Conant has received several academic distinctions, including the Alexander von Humboldt Professorship (2017–2022) from the Alexander von Humboldt Foundation. Other honors include the Neubauer Faculty Project on The Idealism Project (2015–2017), the Lichtenberg-Kolleg Fellowship (2012–2013), and the George Plimpton Adams Prize for Outstanding Dissertation (1990).

== Professional service ==
Conant is Director of the Chicago Center for German Philosophy at the University of Chicago and Co-Director (with Andrea Kern) of the Forschungskolleg Analytic German Idealism (FAGI) at the University of Leipzig (since 2012).
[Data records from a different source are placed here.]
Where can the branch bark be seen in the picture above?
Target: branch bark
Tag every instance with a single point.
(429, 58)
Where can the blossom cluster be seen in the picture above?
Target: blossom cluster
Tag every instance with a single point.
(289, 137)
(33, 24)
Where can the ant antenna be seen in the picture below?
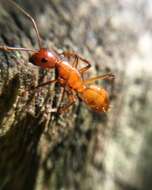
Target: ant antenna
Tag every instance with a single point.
(32, 20)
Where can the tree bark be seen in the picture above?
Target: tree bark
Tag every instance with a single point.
(39, 148)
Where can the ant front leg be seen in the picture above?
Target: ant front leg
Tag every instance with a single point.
(77, 57)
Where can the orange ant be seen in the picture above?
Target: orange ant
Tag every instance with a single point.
(69, 76)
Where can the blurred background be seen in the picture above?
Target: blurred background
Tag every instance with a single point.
(80, 149)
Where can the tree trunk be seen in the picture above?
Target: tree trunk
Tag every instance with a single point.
(79, 149)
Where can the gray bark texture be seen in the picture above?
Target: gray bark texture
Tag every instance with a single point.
(80, 149)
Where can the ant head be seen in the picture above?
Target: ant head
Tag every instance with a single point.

He serves on the editorial boards of Wittgenstein-Studien (De Gruyter, Berlin) and Iride (il Mulino, Firenze). He is Co-Chair of the International Wittgenstein Society and Workshop Coordinator of the Wittgenstein Workshop at the University of Chicago. He has co-organized numerous of international conferences and workshops and has served as a referee for major university presses. He is a co-member of international research projects funded by the Norwegian Research Council and the Inter-Nordic Research Council. He has also served as University of Chicago Faculty Senate Representative and on the Board of Directors of the International Ludwig Wittgenstein Society.

==Bibliography==
- “Editors’ Introduction” to Early Analytic Philosophy: Origins and Transformations, edited by James Conant & Gilad Nir, Routledge, 2025.
- An Introduction to Practical Philosophy: Historical and Systematic Perspectives”, in Practical Philosophy: Historical and Systematic Perspectives, edited by James Conant and Dawa Ometto, De Gruyter, summer 2023.
- “An Introduction to Reading Rödl on Self-Consciousness and Objectivity”, in Reading Rödl on Self-Consciousness and Objectivity, edited by James Conant and Jesse Mulder, Routledge, summer 2023.
- “An Introduction to Hilary Putnam”, in Engaging the Philosophy of Hilary Putnam, edited by James Conant and Sanjit Chakraborty, De Gruyter, summer 2022.
- “Resolute Disjunctivism”, in Essays in Honor of John McDowell, ed. by Matthew Boyle and Evgenia Mylonaki, Harvard University Press, summer 2022.
- “Cinematic Invisibility: The Shower Scene in Hitchcock’s Psycho”, in Philosophy of Film Without Theory, summer 2022.
- “Some Socratic Aspects of Wittgenstein’s Conception of Philosophy”, in: Wittgenstein on Philosophy, Objectivity, and Meaning, ed. by J. Conant & S. Sunday: Cambridge University Press, 2019 pp. 231–264.
- “Die Dialektik von Natur und Kultur beim späten Nietzsche” in James Conant, Friedrich Nietzsche: Perfektionismus & Perspektivismus tr. by Joachim Schulte, Konstanz University Press, 2014.
- The Norton Anthology of Western Philosophy: After Kant, WW Norton & Co, 2017.
- The Logical Alien: Conant and his Critics, Harvard University Press, 2020.